Ghirelli Francesco Lega Pro

Il tempo passa inesorabile senza che si riesca a vedere la luce in fondo al tunnel e senza che il virus Covid-19 dia segni evidenti di regressione. In questo contesto, come da noi più volte esposto, la regolare conclusione dei campionati diventa sempre più improbabile. Cominicia a dubitare anche il presidente della Lega Pro Francesco Ghirelli che fino a pochi giorni fa aveva mostrato un grande ottimismo relativamente alla regolare conclusione dei tre tornei della serie C. ” La speranza di terminare il campionato non l’ho persa – sottolinea Ghirelli – ma adesso le priorità sono altre, c’è da pensare in primis ad uscire dall’emergenza creata dalla pandemia che sta colpendo il mondo. Poi, quando sarà tutto passato, a decidere come procedere saranno il governo e i ministeri che ci diranno se si può giocare o meno, ci sarà la FIGC che in caso di stop definitivo prenderà una decisione. Dire adesso cosa accadrà è impossibile, quello che è certo è che questa crisi condizionerà tutti per molto tempo, anche dopo che sarà tutto finito “.
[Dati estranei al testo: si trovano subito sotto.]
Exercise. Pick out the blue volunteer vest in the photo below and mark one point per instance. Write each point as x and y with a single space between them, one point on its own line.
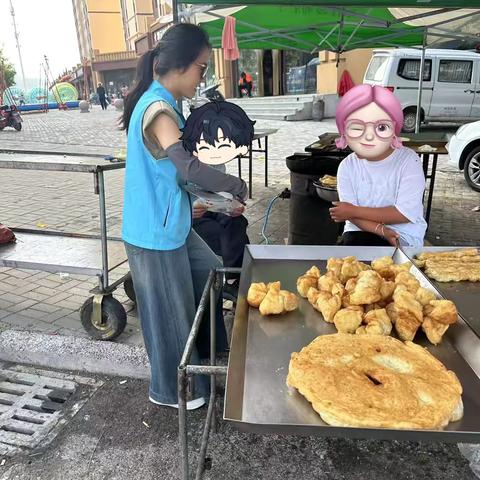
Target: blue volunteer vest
156 213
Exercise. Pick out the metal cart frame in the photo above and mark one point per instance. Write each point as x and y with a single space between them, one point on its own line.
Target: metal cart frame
102 316
185 370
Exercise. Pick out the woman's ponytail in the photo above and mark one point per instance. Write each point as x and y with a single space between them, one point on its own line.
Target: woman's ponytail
179 47
144 78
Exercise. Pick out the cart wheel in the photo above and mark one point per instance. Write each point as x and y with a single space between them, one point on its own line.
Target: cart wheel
129 290
114 319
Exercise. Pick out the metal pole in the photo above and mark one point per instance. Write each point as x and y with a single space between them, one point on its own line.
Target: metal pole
103 227
12 12
213 341
175 20
182 420
420 83
175 11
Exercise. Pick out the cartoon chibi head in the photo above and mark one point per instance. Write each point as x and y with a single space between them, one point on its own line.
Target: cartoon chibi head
369 119
217 132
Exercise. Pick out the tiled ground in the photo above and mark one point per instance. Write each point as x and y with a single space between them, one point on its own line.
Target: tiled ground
41 301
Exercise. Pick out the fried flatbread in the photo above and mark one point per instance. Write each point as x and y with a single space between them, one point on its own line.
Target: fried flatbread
375 381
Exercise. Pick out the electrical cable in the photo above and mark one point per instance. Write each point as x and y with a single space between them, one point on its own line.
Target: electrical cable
283 194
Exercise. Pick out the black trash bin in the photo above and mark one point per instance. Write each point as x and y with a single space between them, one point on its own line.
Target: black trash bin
310 222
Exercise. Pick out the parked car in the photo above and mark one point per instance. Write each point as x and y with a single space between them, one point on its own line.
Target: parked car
464 150
451 86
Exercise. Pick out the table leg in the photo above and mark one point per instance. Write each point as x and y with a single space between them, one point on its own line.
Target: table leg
431 187
250 178
266 161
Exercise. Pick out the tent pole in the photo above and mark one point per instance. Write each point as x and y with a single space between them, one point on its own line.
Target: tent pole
420 83
175 11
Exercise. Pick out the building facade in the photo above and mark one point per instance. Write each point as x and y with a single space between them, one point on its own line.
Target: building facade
106 33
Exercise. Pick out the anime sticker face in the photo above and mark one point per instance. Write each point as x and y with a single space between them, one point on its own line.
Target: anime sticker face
369 120
217 132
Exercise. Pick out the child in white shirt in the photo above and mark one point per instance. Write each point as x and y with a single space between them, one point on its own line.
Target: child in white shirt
381 184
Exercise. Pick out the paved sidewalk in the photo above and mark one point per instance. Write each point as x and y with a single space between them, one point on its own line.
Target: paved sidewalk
49 303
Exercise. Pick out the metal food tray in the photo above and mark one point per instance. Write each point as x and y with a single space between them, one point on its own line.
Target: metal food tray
465 295
257 398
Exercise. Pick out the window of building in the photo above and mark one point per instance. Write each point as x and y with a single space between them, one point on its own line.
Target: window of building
455 71
409 69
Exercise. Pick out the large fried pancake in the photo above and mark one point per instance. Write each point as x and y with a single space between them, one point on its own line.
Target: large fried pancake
375 381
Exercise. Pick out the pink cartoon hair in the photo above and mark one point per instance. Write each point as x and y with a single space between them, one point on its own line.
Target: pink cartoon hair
363 95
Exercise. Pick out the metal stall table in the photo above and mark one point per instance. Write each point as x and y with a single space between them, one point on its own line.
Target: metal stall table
257 398
102 316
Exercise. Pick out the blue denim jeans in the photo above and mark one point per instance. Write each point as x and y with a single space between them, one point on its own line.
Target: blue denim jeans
168 286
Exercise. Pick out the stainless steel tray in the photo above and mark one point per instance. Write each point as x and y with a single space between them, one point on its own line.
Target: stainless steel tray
257 398
466 295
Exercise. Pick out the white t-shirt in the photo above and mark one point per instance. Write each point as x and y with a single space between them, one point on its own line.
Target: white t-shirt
396 181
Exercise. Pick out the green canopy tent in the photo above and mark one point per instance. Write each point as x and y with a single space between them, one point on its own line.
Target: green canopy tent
314 25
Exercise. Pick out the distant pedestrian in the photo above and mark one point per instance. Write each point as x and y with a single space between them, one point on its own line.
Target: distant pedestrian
245 84
124 91
102 96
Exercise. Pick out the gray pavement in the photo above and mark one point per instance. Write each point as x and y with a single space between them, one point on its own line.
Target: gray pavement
119 435
49 303
108 438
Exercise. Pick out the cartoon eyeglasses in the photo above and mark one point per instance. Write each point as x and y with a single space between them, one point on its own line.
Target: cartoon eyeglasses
384 129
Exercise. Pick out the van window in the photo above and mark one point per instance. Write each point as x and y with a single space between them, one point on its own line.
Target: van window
409 68
377 68
455 71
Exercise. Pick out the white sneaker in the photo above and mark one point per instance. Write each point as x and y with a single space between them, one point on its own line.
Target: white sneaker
191 404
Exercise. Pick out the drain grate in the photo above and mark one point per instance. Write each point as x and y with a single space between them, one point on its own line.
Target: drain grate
32 405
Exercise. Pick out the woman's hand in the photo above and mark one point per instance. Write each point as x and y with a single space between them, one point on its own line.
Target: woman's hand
199 210
237 212
342 211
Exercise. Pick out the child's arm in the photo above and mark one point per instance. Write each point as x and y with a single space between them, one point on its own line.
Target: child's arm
346 211
379 229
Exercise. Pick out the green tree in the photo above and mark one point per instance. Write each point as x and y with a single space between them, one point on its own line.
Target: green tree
7 71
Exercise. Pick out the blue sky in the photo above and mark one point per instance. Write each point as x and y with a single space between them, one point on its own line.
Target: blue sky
45 27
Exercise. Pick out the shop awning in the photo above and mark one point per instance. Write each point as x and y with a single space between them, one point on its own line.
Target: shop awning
337 28
350 3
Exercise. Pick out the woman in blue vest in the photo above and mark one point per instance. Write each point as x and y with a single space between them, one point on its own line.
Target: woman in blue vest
168 261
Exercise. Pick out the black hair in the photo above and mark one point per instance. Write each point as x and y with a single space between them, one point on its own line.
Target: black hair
207 119
179 47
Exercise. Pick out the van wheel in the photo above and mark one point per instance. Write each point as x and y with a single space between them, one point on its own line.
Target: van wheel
409 121
471 169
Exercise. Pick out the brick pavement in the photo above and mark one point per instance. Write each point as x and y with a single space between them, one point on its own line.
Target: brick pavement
42 301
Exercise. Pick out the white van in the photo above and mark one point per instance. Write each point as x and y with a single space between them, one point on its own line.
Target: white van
451 83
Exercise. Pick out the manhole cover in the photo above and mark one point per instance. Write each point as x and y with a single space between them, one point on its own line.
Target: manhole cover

Ghirelli guarda al difficile presente ed invita saggiamente alla prudenza, ma c’è chi sta lavorando per studiare i nuovi format dei campionati professionistici in caso di stop definitivo alla stagione. E’ il caso del proprietario del Bari Aurelio De Laurentis che sta cavalcando la proposta (da noi già riportata nei giorni scorsi n.d.r) di una serie A a 22 squadre, e un torneo cadetto a 22, massimo 24 clubs. Nella massima serie non sarebbero previste retrocessioni con il Benevento e un’altra squadra che salirebbe dalla serie B (il Crotone?) dove sarebbero promossi quattro clubs dalla serie C, con L.R. Vicenza, Monza, Reggina e Bari (come anticipato ieri) ad essere in cima alla lista di quello che sarebbe a tutti gli effetti uno stravolgmento dei campionati determinato a tavolino. Al momento si tratta solo di un’idea che però sta giorno dopo giorno prendendo forma. Difficile prevedere, restando al girone dei biancorossi, se Reggiana e Carpi accetterebbero la decisione e se Monopoli, Potenza, Ternana e Catania (per citare solo formazioni del girone C) non si opporrebbero alla promozione del Bari senza la regolare disputa dei play off previsti dall’attuale regolamento.